Je suis documentaliste en collège (Collège Pasteur à Mâcon). Mon impression sur les IDD (à l’heure actuelle, c’est à dire avant réalisation et mise en pratique) : c’est le type même de la bonne idée qui risque d’être gâchée par une mise en oeuvre « usine à gaz » dont nos technocrates ont le secret.

Ainsi :
– le dispositif retenu impose (au nom de la liberté de choix des élèves) des groupes composés d’élèves de toutes les classes. Je ne sais pas si on y gagnera en terme de fonctionnement. Je suppose que, par rapport au fonctionnement en groupe classe, c’est toujours le hasard qui interviendra dans la « qualité », la cohérence du groupe. En tout cas cela nécessitera des barrettes dans l’emploi du temps pour que tous les groupes soient refaits à la moitié de l’année lors du passage d’un domaine à l’autre. Concrètement, toutes les classes de 5e vont travailler ensemble sur un même créneau horaire (chez nous, le jeudi après-midi) et donc se retrouver en même temps au CDI. C’est évidemment impossible et c’est un des piliers des IDD (le travail autonome de recherche) qui risque de manquer. Ou alors on retombera dans la vieille pratique qui consiste à donner tout ou partie du travail de recherche à faire hors temps de cours et ses vieux travers : favoriser les plus motivés, ceux qui sont « équipés » à la maison, qui « savent » utiliser internet… ce qui revient à se mettre dans l’impossibilité d’assurer une égalité de traitement entre les élèves et à intervenir dans le domaine méthodologique y compris auprès de ceux savent-utiliser-internet-parce qu’ils-l’ont-chez-eux « .

– Autre souci : la définition rigide des « domaines ». Au point de vue épistémologique c’est vraiment très contestable : pourquoi pas « arts et nature », « nature et civilisation », « langues et humanités » ou « création et corps humain » etc… ? Pourquoi ne pas faire confiance aux enseignants pour proposer des idées de passerelles ?

– En ce qui concerne la liberté de choix donnée aux élèves : chaque équipe de professeurs aura pris la peine de définir et expliciter les projets proposés. Mais il ne s’agit jamais que d’une description forcément brève.
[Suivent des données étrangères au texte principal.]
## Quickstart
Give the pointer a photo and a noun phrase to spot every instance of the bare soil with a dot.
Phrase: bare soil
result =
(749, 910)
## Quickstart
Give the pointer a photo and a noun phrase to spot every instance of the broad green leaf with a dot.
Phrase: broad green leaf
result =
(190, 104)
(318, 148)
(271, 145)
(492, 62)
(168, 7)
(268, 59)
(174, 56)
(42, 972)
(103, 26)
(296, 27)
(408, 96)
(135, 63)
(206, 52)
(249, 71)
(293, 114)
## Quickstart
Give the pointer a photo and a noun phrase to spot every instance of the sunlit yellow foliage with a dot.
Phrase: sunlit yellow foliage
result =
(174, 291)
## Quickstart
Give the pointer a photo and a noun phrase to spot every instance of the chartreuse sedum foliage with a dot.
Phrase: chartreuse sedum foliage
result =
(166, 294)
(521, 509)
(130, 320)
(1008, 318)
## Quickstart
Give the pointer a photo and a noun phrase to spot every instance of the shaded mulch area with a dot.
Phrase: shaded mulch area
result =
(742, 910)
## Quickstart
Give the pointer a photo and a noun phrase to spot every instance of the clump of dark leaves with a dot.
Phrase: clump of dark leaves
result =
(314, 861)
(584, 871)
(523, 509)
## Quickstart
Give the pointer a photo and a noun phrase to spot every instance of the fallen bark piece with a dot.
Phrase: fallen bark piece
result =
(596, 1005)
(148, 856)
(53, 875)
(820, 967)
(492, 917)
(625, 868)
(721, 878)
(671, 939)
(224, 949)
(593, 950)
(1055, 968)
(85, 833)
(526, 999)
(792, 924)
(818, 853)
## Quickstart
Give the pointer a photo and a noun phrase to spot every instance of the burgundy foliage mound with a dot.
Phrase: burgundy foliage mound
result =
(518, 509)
Pourquoi ne pas avoir simplement demandé aux enseignants (l’équipe pédagogique), dans chaque classe, de prévoir des thèmes passerelles entre les grands blocs disciplinaires (sciences, lettres, arts, sciences humaines, technologie et sport), validés par les instances représentatives (conseils d’enseignement, CA…) et hiérarchiques (les IPR pourraient trouver là un rôle d’animateurs et de conseillers…) ? Ce qui laisserait beaucoup de liberté aux enseignants, déjà largement habitués à la démarche de projet et beaucoup de possibilité de souplesse dans l’organisation.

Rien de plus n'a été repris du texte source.